Sie meinen, Betriebs-KiTas könnten eine Lösung sein. Da sind wir sogar einer Meinung.
Ein (mittelständischer) Arbeitgeber, der sportliche Arbeitszeiten fordert, sagt allerdings das gleiche wie Sie, nämlich, dass das nicht seine Aufgabe sei. Er sei doch schon so belastet, weil seine Leute überhaupt Kinder haben. Seitens der Verwaltung wird bei den Beiträgen für Betreuung ebenfalls die familiäre Wirtschaftskraft zugrunde gelegt.
Wer betrachtet hier also wen als Wirtschaftsfaktor, hm?
Ganz davon ab, kann ich an den Berufen im Einzelhandel, in der Pflege oder in Projektarbeit nichts “unnormales” entdecken – abgesehen davon, dass es keine 9 to 5-Jobs sind. Die Gehälter sind in jedem Fall eher durchschnittlich *lach*
Sehr geehrte/r Unbekannte/r
Das Bundesministerium für Familie, Senioren, Frauen und Jugend hat das Modellprogramm „KitaPlus“ ins Leben gerufen. Dieses, über 3 Jahre laufende Programm richtet sich genau auf die von Ihnen angesprochene Problematik. Es bleibt abzuwarten welchen Bedarf dieses Programm aufzeigt und in welchem Ausmaß es genutzt wird.

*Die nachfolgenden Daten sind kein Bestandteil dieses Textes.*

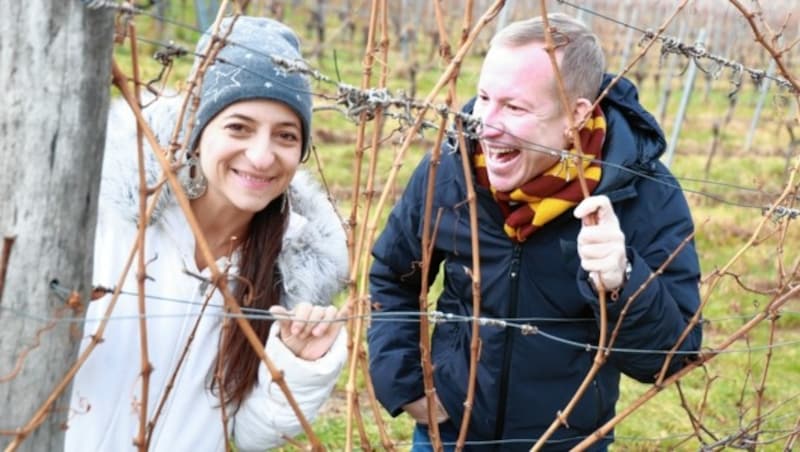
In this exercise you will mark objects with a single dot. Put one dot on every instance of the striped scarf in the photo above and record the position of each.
(553, 192)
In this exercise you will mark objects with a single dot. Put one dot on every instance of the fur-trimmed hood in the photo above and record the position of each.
(313, 261)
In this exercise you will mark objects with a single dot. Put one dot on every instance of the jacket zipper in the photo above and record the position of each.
(513, 276)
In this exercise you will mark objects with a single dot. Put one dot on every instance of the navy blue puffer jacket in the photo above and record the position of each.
(524, 380)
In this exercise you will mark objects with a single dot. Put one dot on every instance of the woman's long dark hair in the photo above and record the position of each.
(237, 360)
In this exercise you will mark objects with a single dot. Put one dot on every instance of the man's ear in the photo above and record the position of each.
(581, 112)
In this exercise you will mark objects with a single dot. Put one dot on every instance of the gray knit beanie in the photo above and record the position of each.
(244, 69)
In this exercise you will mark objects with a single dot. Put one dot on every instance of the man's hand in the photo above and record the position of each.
(309, 331)
(601, 247)
(418, 409)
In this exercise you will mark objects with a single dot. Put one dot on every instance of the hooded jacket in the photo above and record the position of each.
(106, 396)
(523, 380)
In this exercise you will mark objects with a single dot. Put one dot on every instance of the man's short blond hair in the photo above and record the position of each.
(582, 60)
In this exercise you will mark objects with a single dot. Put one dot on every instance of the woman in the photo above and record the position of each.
(272, 230)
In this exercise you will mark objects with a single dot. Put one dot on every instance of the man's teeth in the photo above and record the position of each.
(502, 150)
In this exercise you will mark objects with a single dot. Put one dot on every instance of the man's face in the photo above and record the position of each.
(519, 104)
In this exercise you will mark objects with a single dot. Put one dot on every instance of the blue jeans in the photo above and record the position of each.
(421, 442)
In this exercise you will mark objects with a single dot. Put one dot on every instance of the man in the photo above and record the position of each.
(542, 258)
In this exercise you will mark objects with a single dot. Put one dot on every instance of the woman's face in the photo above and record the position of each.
(249, 153)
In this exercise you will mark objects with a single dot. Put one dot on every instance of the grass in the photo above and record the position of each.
(729, 382)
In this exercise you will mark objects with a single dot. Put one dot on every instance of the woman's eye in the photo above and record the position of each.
(289, 136)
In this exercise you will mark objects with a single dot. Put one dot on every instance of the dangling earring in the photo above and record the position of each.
(565, 166)
(286, 204)
(192, 179)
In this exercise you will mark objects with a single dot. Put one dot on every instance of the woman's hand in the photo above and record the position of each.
(309, 331)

Im Zuge des Programms soll es gelingen, alleinerziehende Frauen und Männer sowie Schichtarbeitende einschließlich der Arbeitssuchenden/Arbeitslosen, deren Tätigkeitsfeld insbesondere mit einem Schichtdienst verbunden wäre, auf Grund der Bereitstellung passender Betreuungsstrukturen und persönlicher Unterstützung die Möglichkeit zur Arbeitsaufnahme zu geben bzw. die Arbeitskraft dem Arbeitsmarkt zu erhalten. Auch junge Familien, in denen Mütter und Väter durch Ausbildung und Studium zeitlich gebunden sind, können von diesem Programm profitieren.